On November 8th the venue shifted from Slovenia to Croatia. The YNU group made a brief visit to Plitvice National Park, to learn about the conservation and economic role of this UNESCO World Heritage site. On November 10th the group moved to Pula to begin the Euro-Japan Dialogue with Juraj Dobrila University of Pula. Visiting the Department of Asian Studies, both the Japanese and European students presented on the issue of ‘Over-tourism.’ With Croatia enjoying a boom in tourism in recent years, the Pula students presentation stressed the importance of tourism to the Croatian economy, pointing out both the benefits and drawbacks of increased tourism. Having just spent time in Plitvice, the YNU cohort were able to bring first-hand observations to the discussion. A discussion on Japan’s approach to dealing unmannerly behavior by tourists (both domestic and international) was particularly lively.

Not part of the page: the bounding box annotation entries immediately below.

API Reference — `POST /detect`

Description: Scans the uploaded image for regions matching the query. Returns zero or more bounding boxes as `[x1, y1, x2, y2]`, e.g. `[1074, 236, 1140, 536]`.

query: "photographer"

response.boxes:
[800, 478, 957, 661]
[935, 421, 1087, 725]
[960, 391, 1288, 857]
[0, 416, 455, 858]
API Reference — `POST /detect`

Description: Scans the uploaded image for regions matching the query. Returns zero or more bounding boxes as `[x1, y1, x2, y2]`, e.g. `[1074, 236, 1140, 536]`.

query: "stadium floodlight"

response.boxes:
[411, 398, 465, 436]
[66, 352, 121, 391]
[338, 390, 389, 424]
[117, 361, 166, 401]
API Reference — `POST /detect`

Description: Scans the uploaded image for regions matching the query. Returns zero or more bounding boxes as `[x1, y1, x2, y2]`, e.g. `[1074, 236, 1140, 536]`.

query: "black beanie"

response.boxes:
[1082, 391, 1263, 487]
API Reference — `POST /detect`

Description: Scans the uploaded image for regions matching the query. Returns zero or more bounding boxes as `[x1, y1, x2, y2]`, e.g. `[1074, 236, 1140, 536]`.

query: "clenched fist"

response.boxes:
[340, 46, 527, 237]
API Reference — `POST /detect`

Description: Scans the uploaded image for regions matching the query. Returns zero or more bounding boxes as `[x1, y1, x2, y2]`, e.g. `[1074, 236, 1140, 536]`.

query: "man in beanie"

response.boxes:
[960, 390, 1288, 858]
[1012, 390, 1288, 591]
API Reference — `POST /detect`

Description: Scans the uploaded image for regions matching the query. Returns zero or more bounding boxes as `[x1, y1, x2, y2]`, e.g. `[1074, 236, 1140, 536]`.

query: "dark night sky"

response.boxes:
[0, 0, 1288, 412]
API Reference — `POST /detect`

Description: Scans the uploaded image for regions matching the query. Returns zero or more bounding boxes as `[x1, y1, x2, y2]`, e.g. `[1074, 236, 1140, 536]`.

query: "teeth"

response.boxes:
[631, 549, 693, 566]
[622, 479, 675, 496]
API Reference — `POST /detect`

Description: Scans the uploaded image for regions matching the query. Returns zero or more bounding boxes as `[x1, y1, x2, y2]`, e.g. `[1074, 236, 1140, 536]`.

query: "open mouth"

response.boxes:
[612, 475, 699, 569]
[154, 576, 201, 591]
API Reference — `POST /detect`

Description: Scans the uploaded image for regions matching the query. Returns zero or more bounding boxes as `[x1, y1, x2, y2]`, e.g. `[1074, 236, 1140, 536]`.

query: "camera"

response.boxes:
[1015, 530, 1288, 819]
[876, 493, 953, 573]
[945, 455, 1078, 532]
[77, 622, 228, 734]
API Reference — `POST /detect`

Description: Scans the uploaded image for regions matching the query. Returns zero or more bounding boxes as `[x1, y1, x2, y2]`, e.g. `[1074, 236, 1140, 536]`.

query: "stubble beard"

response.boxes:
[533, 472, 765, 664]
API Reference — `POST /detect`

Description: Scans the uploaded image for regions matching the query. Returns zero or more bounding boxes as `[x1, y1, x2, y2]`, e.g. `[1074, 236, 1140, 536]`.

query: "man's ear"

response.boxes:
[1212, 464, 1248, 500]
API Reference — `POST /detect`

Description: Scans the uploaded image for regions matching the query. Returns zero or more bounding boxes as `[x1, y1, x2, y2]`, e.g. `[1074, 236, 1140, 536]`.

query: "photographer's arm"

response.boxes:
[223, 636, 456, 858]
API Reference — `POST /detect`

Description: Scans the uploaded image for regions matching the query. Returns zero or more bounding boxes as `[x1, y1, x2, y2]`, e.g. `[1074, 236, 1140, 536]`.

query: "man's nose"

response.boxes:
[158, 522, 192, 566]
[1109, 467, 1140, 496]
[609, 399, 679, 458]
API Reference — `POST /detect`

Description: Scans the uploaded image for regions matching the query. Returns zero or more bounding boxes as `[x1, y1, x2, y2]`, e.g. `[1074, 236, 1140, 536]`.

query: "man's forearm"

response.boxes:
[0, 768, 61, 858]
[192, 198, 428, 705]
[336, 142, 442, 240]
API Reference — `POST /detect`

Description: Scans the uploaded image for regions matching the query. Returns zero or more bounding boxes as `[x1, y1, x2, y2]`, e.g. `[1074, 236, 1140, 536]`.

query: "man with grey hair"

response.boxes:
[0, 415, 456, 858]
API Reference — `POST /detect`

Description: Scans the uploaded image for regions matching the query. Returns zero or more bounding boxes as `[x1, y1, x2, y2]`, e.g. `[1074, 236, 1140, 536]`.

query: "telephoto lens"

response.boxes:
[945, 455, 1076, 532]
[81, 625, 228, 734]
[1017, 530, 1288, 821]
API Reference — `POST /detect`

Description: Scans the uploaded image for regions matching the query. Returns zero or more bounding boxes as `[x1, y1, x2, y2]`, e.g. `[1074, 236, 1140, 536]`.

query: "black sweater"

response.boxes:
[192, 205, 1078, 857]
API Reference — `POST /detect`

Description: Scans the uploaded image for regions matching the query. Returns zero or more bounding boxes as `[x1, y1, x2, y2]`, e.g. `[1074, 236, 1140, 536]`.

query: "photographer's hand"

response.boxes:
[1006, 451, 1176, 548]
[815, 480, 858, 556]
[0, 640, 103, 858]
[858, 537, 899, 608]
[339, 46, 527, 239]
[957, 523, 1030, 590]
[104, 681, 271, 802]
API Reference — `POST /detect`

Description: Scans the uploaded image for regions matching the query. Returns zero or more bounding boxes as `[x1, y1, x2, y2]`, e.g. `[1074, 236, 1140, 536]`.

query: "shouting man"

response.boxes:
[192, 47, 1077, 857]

Euro-Japan Dialogue aims to improve English in an academic setting, promote intercultural communication skills and develop knowledge of issues related to economics. The 2019 program met all these aims. Evaluation and critical reflection essays will be available in a detailed report on the YNU website soon.
After the Euro-Japan Dialogue session, the YNU students were given a historical tour of Pula by Professor Matsuno and his students. The university, founded in 2006, is a relatively recent addition to Pula’s long history. Ruins that date back to the town’s role in the Roman Empire in the 1st century AD dot the town, including the impressive Ampitheater.
Euro-Japan Dialogue is an integral part of the ‘Global Studies in Economics’ program in College of Economics. Professor Alexander McAulay and Associate Professor Keiko Ishiwata first worked jointly on the program in 2009, and together they have developed the program to the point where it has now visited 27 universities in 18 countries. We are extremely grateful to Professor Klara Hrvatin and her colleagues at Ljubljana University, and Professors Irena Srdanovic, Stefani Silli, Naoyuki Matsuno and colleagues at Juraj Dobrila University of Pula, for their hard work and hospitality extended to Euro-Japan Dialogue.
During the eight-day sojourn to Slovenia and Croatia, students created friendships and could communicate across cultures and mixing languages in various academic, cultural and social settings. The students gave presentations on the challenges and achievements of Euro-Japan Dialogue in presentations at a critical reflection session on Friday, November 28 in the International Lounge. Attention now turns to the 15th Euro-Japan Dialogue, to be held in Russia. Applications will be accepted in April 2020.